Features

Utility regulators partner in PG&E bankruptcy

By Karen Gaudette, The Associated Press
Wednesday June 26, 2002

SAN FRANCISCO — California energy regulators hope partnering with global investment banking and capital markets giant UBS Warburg will boost support on Wall Street for their plan to lift the state’s largest utility from bankruptcy. 

The partnership, announced Tuesday during a news conference, would become official if U.S. Bankruptcy Judge Dennis Montali approves the state’s request that Pacific Gas and Electric Co. pay UBS’ fees — $3 million upon Montali’s approval and roughly $5 million more if the firm arranges and obtains the state’s financing. 

“It’s a major endorsement by one of the most important financial institutions in the world and we hope that Wall Street will view it as an important development,” said Alan Kornberg, an attorney representing the state Public Utilities Commission in the bankruptcy. 

Gary Cohen, general counsel for the PUC, said the state chose to work with UBS Warburg because of its “stellar” reputation, its size and its “extensive experience in the utilities sector and in the state of California.” 

Calls to PG&E for comment Tuesday were not immediately returned. 

The announcement comes at a critical point in PG&E’s 14-month-old bankruptcy, born of the power crisis that brought rolling blackouts to California households and businesses in 2001. PG&E’s creditors are reviewing the two reorganization plans and must support or reject them by mid-August to help Montali determine which, if any, offers the best means by which they’ll be paid. 

The utility hopes to regain its good credit by transferring transmission lines, power plants and other assets away from state oversight and into three new companies that would be regulated by the federal government.
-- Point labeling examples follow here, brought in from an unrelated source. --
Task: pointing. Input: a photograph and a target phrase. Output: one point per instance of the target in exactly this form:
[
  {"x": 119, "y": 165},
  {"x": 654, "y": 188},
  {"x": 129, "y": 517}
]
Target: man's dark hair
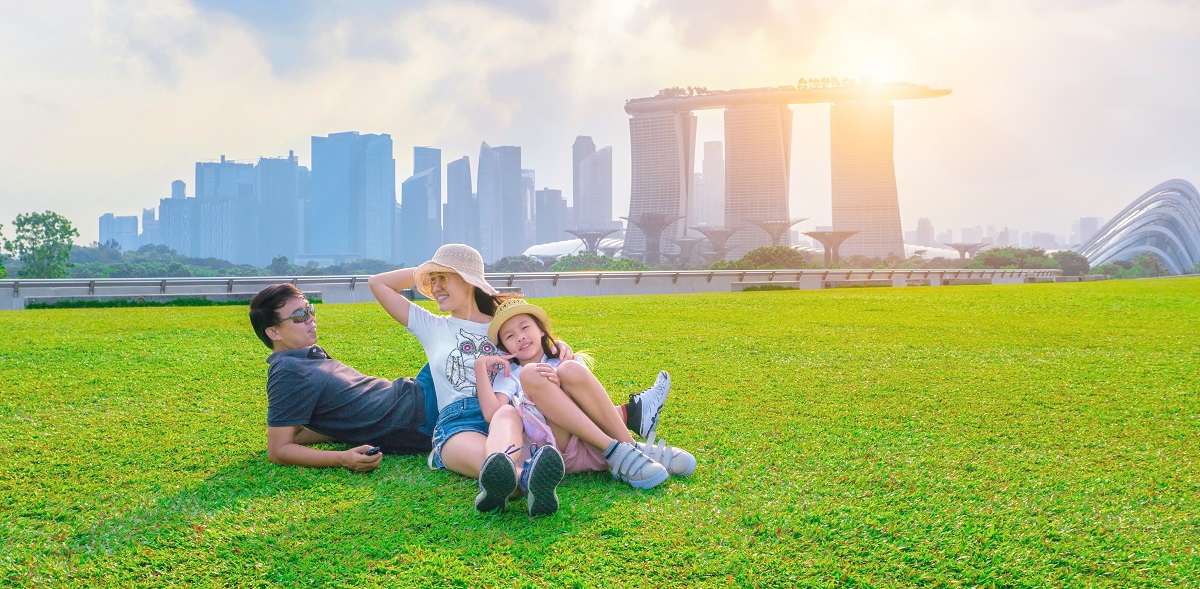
[{"x": 263, "y": 310}]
Analysts say that would allow PG&E to borrow more money to pay its debts, since it would escape state control over how much it can charge for electricity. 

The state’s plan calls for the utility’s 4.6 million ratepayers to pay billions, PG&E to sell common stock and its parent — PG&E Corp. — to forego a huge chunk of profits. Both swear the other’s plan is fatally flawed. 

While credit-rating agency Standard and Poor’s has pledged to grant PG&E creditworthiness should Montali confirm its reorganization plan, the PUC’s plan has received a lukewarm response. But Ken Crews, vice chairman of UBS Warburg, said financial support for PG&E’s plan may erode because the utility hopes to split itself into separate trading, distribution and generation divisions at a time when many power companies are moving toward combining operations.